Yarı final başladı ve kuralar çekildi. İki tane dörder kişilik yarış olacaktı. Cem ve ben farklı yarışlardaydık. İlk olarak ben çıktım. Kaskımın içindeki boneyi doğru düzgün ayarlayamadığım için sürekli görüşümü engelliyordu ve neredeyse kaza yapıyordum. Bir elimle boneyi düzeltirken bir elimle de Go-kart arabasını kullanıyordum. Tam boneyi düzelttiğim anda önümdeki üç kişi birbirine çarptı ve ben birinciliğe geçtim. Eğer üçüncü ile aramdaki fren mesafesini korumasaydım ben de o zincirleme kaza içinde olacaktım. Benim yarışım bittikten hemen sonra Cem’in grubu da çıktı. Fakat arabama benzin koyarken yarışı izleyemedim. İşimi bitirince koşarak Cem’in yanına gittim ve bana ikinci olduğunu söyledi. Yarı final olduğu için birinci ve ikinci finale çıktı.

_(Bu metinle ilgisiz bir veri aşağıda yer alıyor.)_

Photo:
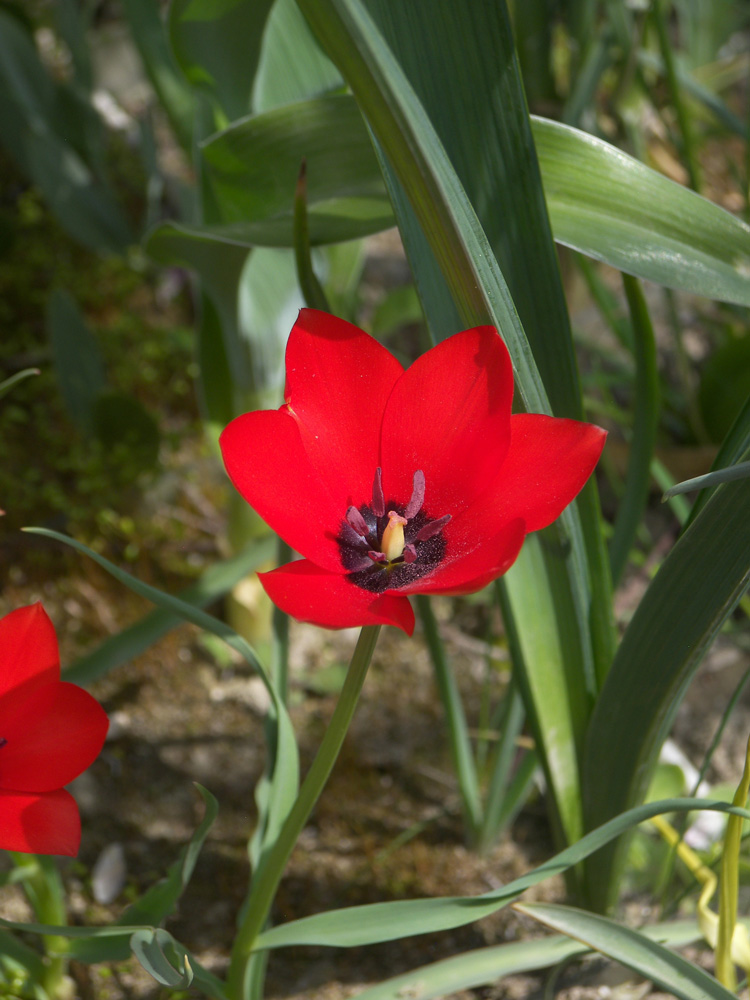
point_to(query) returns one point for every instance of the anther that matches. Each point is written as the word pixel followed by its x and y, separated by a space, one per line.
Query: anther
pixel 432 528
pixel 357 522
pixel 417 496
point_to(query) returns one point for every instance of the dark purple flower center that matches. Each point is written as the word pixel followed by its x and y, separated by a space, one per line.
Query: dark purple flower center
pixel 385 546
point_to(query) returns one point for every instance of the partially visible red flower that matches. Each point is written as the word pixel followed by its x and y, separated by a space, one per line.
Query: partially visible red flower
pixel 393 482
pixel 50 731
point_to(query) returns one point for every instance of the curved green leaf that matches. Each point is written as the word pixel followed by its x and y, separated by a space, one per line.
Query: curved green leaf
pixel 697 586
pixel 614 208
pixel 362 925
pixel 633 949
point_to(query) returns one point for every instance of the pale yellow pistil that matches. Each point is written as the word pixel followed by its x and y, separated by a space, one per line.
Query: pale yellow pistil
pixel 392 542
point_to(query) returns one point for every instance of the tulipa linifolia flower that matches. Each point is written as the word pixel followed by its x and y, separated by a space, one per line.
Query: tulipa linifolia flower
pixel 50 732
pixel 392 482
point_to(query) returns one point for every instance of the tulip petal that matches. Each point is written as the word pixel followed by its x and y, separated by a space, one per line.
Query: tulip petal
pixel 449 415
pixel 28 651
pixel 465 571
pixel 40 824
pixel 266 461
pixel 54 735
pixel 338 380
pixel 309 594
pixel 547 465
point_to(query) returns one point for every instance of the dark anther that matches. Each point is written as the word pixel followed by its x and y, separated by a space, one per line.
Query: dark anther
pixel 378 500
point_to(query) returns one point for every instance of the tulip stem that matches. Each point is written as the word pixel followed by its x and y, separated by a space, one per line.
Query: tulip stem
pixel 269 873
pixel 44 889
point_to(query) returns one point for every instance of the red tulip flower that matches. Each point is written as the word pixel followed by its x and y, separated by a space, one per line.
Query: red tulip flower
pixel 392 482
pixel 50 731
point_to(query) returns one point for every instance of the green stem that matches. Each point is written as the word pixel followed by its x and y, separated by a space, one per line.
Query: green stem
pixel 675 95
pixel 269 874
pixel 44 889
pixel 458 732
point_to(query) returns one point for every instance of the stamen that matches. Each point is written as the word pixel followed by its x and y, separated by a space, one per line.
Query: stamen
pixel 378 500
pixel 392 542
pixel 357 522
pixel 432 528
pixel 417 496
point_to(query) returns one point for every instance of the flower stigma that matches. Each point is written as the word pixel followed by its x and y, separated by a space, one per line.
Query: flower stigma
pixel 383 550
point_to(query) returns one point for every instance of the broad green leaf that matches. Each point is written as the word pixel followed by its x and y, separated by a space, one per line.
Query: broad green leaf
pixel 633 949
pixel 696 588
pixel 32 129
pixel 157 903
pixel 667 234
pixel 291 65
pixel 485 966
pixel 355 926
pixel 251 169
pixel 217 46
pixel 78 361
pixel 217 580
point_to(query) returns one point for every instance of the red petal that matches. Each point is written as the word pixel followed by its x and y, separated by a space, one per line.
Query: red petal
pixel 338 380
pixel 40 824
pixel 548 463
pixel 309 594
pixel 28 650
pixel 449 415
pixel 266 461
pixel 470 570
pixel 55 734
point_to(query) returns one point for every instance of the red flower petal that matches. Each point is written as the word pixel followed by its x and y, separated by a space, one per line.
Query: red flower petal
pixel 449 415
pixel 56 733
pixel 28 651
pixel 337 382
pixel 548 462
pixel 40 824
pixel 309 594
pixel 266 461
pixel 463 573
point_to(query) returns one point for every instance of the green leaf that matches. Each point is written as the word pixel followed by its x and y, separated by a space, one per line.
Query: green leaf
pixel 150 36
pixel 78 361
pixel 648 958
pixel 285 779
pixel 292 65
pixel 667 234
pixel 645 408
pixel 167 964
pixel 157 903
pixel 485 966
pixel 696 588
pixel 251 169
pixel 355 926
pixel 217 46
pixel 8 383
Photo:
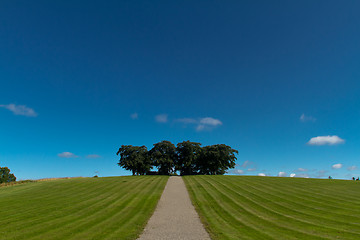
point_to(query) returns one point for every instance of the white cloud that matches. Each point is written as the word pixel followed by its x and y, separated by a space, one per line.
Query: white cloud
pixel 302 175
pixel 20 110
pixel 321 173
pixel 93 156
pixel 246 163
pixel 336 166
pixel 207 123
pixel 134 116
pixel 305 118
pixel 326 140
pixel 187 120
pixel 161 118
pixel 67 155
pixel 210 121
pixel 352 168
pixel 238 171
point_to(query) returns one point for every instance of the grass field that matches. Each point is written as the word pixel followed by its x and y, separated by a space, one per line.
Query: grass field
pixel 80 208
pixel 249 207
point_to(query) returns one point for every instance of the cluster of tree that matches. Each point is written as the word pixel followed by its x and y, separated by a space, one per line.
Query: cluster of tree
pixel 6 176
pixel 189 158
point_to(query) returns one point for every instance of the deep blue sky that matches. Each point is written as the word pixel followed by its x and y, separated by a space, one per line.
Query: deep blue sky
pixel 85 77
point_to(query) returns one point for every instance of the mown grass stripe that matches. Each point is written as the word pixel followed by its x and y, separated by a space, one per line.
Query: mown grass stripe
pixel 74 222
pixel 227 215
pixel 84 206
pixel 296 202
pixel 288 214
pixel 255 215
pixel 283 216
pixel 62 208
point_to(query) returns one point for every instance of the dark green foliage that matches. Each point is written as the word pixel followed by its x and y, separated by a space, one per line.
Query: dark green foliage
pixel 216 159
pixel 6 176
pixel 135 159
pixel 187 157
pixel 163 156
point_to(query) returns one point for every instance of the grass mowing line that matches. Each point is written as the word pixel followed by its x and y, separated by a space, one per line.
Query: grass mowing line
pixel 73 223
pixel 209 209
pixel 34 209
pixel 121 210
pixel 50 196
pixel 258 221
pixel 145 206
pixel 323 198
pixel 228 217
pixel 296 219
pixel 44 223
pixel 238 189
pixel 290 199
pixel 150 206
pixel 200 208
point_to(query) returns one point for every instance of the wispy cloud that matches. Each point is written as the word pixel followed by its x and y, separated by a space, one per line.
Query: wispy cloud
pixel 326 140
pixel 20 110
pixel 134 116
pixel 321 173
pixel 161 118
pixel 305 118
pixel 67 155
pixel 93 156
pixel 187 120
pixel 352 168
pixel 201 124
pixel 250 165
pixel 238 171
pixel 301 170
pixel 337 166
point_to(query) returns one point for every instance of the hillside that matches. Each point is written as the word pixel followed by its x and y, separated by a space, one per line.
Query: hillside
pixel 249 207
pixel 80 208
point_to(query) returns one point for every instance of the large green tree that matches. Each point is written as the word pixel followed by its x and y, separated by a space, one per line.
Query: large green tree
pixel 6 176
pixel 163 156
pixel 135 159
pixel 216 159
pixel 187 156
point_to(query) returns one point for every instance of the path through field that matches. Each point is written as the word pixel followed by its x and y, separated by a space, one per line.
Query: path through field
pixel 175 216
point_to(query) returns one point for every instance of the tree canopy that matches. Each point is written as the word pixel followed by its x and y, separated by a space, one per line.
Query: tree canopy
pixel 135 159
pixel 163 156
pixel 6 176
pixel 189 158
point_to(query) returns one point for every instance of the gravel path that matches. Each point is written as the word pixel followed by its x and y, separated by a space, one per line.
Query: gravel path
pixel 175 216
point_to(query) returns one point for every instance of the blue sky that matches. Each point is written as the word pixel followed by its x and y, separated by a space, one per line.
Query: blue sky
pixel 279 81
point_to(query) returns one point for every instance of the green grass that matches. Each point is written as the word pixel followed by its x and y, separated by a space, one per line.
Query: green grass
pixel 249 207
pixel 80 208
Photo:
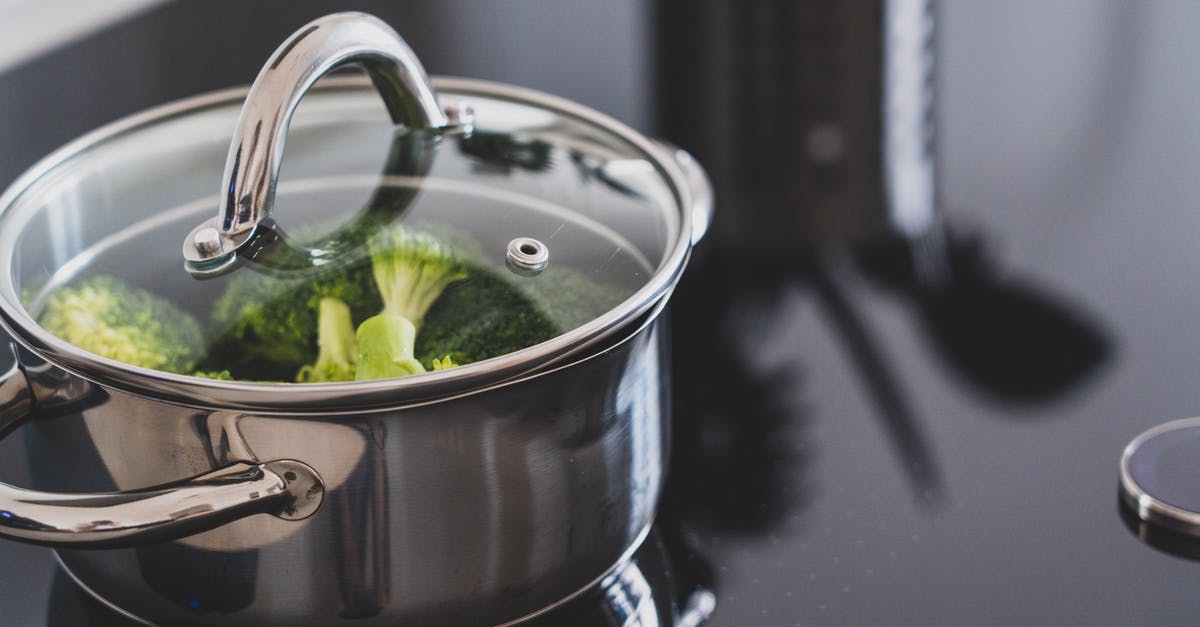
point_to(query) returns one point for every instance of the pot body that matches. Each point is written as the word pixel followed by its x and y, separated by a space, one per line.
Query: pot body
pixel 477 509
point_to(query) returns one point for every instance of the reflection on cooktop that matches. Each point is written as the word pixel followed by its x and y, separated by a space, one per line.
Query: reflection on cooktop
pixel 652 590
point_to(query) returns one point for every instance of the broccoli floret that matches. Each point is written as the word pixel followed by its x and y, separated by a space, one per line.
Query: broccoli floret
pixel 411 269
pixel 492 314
pixel 568 297
pixel 443 364
pixel 267 328
pixel 219 375
pixel 336 345
pixel 114 320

Final turunda ben Cem ve iki yarışçı daha vardı. Herkes hazırlıklarını yaptıktan sonra yarış başladı. Çok çekişmeli bir yarıştı. Ben birinciliğe geçtiğim anda diğer yarışçı da beni geçiyordu. Bi’ ben bi’ o geçiyordu. Ben ikinciliğe geçtim, Cem ise üçüncülüğe. Cem’e daha önceden söylediğim bir taktiği yapmak için ona el işareti yaptım. Çok riskli bir hareketle o birinciliğe geçti ve ben ikincilikte kaldım. Arkamdakilerin beni geçmelerine izin vermedim ve diğer iki kişi sonuncu oldular. Yarışı Cem birinci olarak, ben ise ikinci olarak bitirdim. Yarıştan sonra herkes bizi tebrik etti.
Hayatımda yaşadığım en heyecanlı gündü ve bundan sonraki turnuvalara da katılmayı düşünüyoruz.